Todos juraron que tenían el dinero en efectivo, hasta el último centavo.

—¡Suban al bote! –ordenó el señor Melfa.

En un abrir y cerrar de ojos, cada uno de los viajeros se transformó en una masa informe, un racimo de equipaje.

—¡Pero por amor de Dios! Traen encima toda la casa –y empezó a insultarlos; terminó de hacerlo cuando todo estuvo a bordo del bote, hombres y equipaje amontonados, con riesgo de que un hombre o un bulto cayera por la borda.

Para el señor Melfa no había otra diferencia entre un hombre y un bulto que las doscientas cincuenta mil liras que cada hombre llevaba consigo entre la piel y la camisa. Él los conocía, él los conocía muy bien: estos peones ladinos, estos miserables.

El viaje duró un poco menos de lo previsto: once noches, incluyendo la de la partida. Y contaban las noches y no los días, pues las noches eran de una atroz promiscuidad, sofocantes. Sentían que se ahogaban con el olor de la nafta, del pescado y del vómito, como si estuvieran dentro de un negro y caliente alquitrán. Al amanecer subían a cubierta, chorreantes de sudor, extenuados, a nutrirse de luz y viento. Ellos creían que el mar era una llanura verdeante de mieses agitada por los vientos, pero ahora el verdadero mar los espantaba, les estrujaba las vísceras, y en sus ojos hormigueaba dolorosamente la luz tan pronto como se atrevían a mirarlo.

A la undécima noche el señor Melfa les ordenó que subieran a cubierta. Creyeron ver densas constelaciones que hubieran descendido al mar, como rebaños; pero eran los pueblos, los pueblos de la rica América que brillaban, como joyas en la noche. Y la noche era encantadora, serena y dulce; la luna en creciente pasaba detrás de una translúcida fauna de nubes, una brisa ligera aliviaba los pulmones.

—¡Ahí está América! -les dijo el señor Melfa.
—¿No hay peligro de que sea otro lugar? –preguntó uno de ellos, quien durante todo el viaje había estado pensando que en el mar no hay caminos ni atajos, y que sólo Dios podía encontrar en él la exacta ruta, sin errar, conduciendo un barco entre el agua y el cielo.

El señor Melfa lo vio compasivamente, luego les preguntó:

—¿Cuándo han visto en Sicilia un horizonte como ése? ¿No sienten que hasta el aire es distinto? ¿Ven cómo resplandecen esos pueblos?

Todos estuvieron de acuerdo con él. Miraron con pie­dad y resentimiento al compañero que hacía la pregunta tan estúpida…

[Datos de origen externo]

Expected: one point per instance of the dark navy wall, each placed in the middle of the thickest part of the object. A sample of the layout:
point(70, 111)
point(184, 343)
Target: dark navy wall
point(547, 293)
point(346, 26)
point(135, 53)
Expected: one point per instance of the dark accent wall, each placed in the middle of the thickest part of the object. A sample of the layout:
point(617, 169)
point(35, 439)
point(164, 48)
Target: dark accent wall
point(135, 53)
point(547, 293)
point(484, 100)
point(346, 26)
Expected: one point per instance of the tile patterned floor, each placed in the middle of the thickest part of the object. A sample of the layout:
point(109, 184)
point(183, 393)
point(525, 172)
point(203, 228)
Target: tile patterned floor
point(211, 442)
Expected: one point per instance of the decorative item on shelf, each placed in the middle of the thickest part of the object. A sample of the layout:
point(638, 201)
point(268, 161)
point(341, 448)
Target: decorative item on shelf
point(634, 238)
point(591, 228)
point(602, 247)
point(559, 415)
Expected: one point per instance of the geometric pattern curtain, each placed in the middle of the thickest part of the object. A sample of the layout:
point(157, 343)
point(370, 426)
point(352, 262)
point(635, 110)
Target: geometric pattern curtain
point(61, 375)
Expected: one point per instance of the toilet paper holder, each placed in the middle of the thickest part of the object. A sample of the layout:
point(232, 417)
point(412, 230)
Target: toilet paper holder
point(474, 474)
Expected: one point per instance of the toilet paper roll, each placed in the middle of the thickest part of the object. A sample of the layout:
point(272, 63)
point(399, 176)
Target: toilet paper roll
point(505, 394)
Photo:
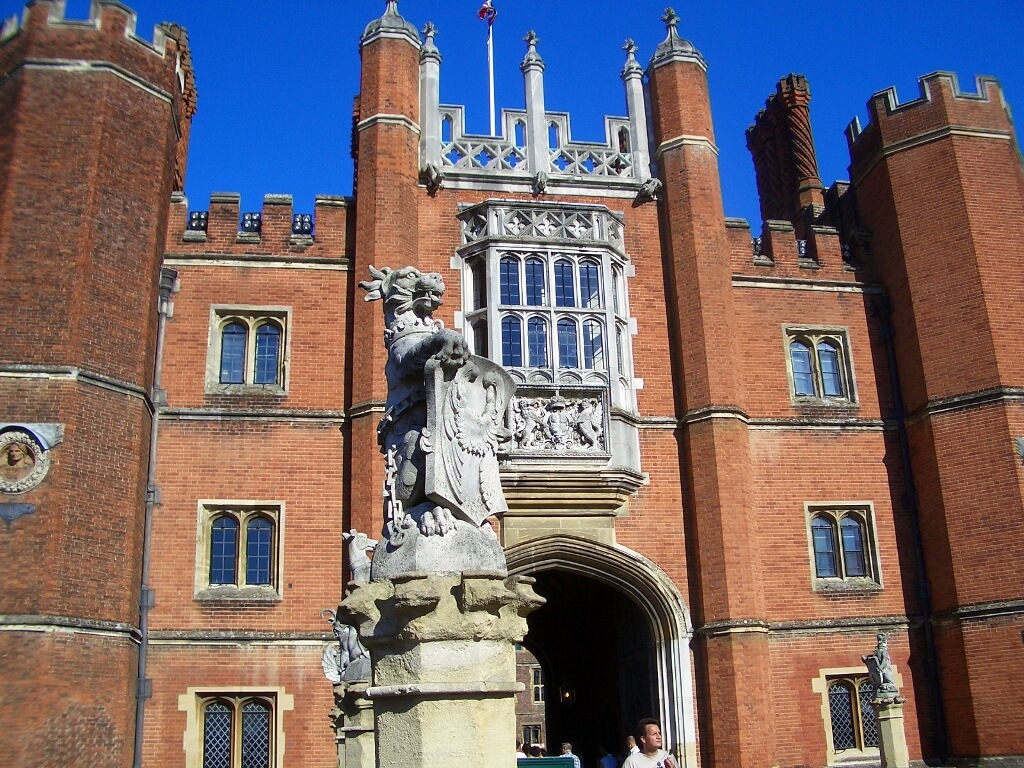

—Ahora liquídenme el resto.

Hurgaron debajo de sus camisas y le dieron lo que faltaba.

—Preparen todas sus cosas –dijo el señor Melfa, después de guardar el dinero en una caja.

En ello emplearon pocos minutos, pues casi habían consumido todas las provisiones para el viaje –que ellos debieron llevar, según el trato–; no les quedaba sino un poco de blanquería y los regalos para los parientes que vivían en los Estados Unidos: algunos quesos de oveja, botellas de vino añejo, bordados para mesas de centro o respaldos de sofá. Bajaron al bote ligeros, riendo y tarareando; uno de ellos se puso a cantar a grito abierto tan pronto empezó a moverse el bote.

—¿Pero es que no entienden? –se enojó el señor Melfa. ¿O me quieren meter en problemas? Apenas los deje en tierra pueden ir al encuentro del primer policía con que se topen, para que los deporte inmediatamente; a mí no me importa, cada quien es libre de morir como se le antoje… Yo ya cumplí con mi parte, están en América, sólo me falta aventarlos a la playa… ¡Pero denme tiempo de regresar a bordo, por el amor de Dios…!

Le dieron más tiempo del necesario para regresar a bordo. Se quedaron sentados en la arena fresca, indecisos, sin saber qué hacer, bendiciendo e injuriando a la noche que los protegería mientras siguieran sentados en la arena de la playa, pero que podía tenderles una emboscada si intentaban alejarse.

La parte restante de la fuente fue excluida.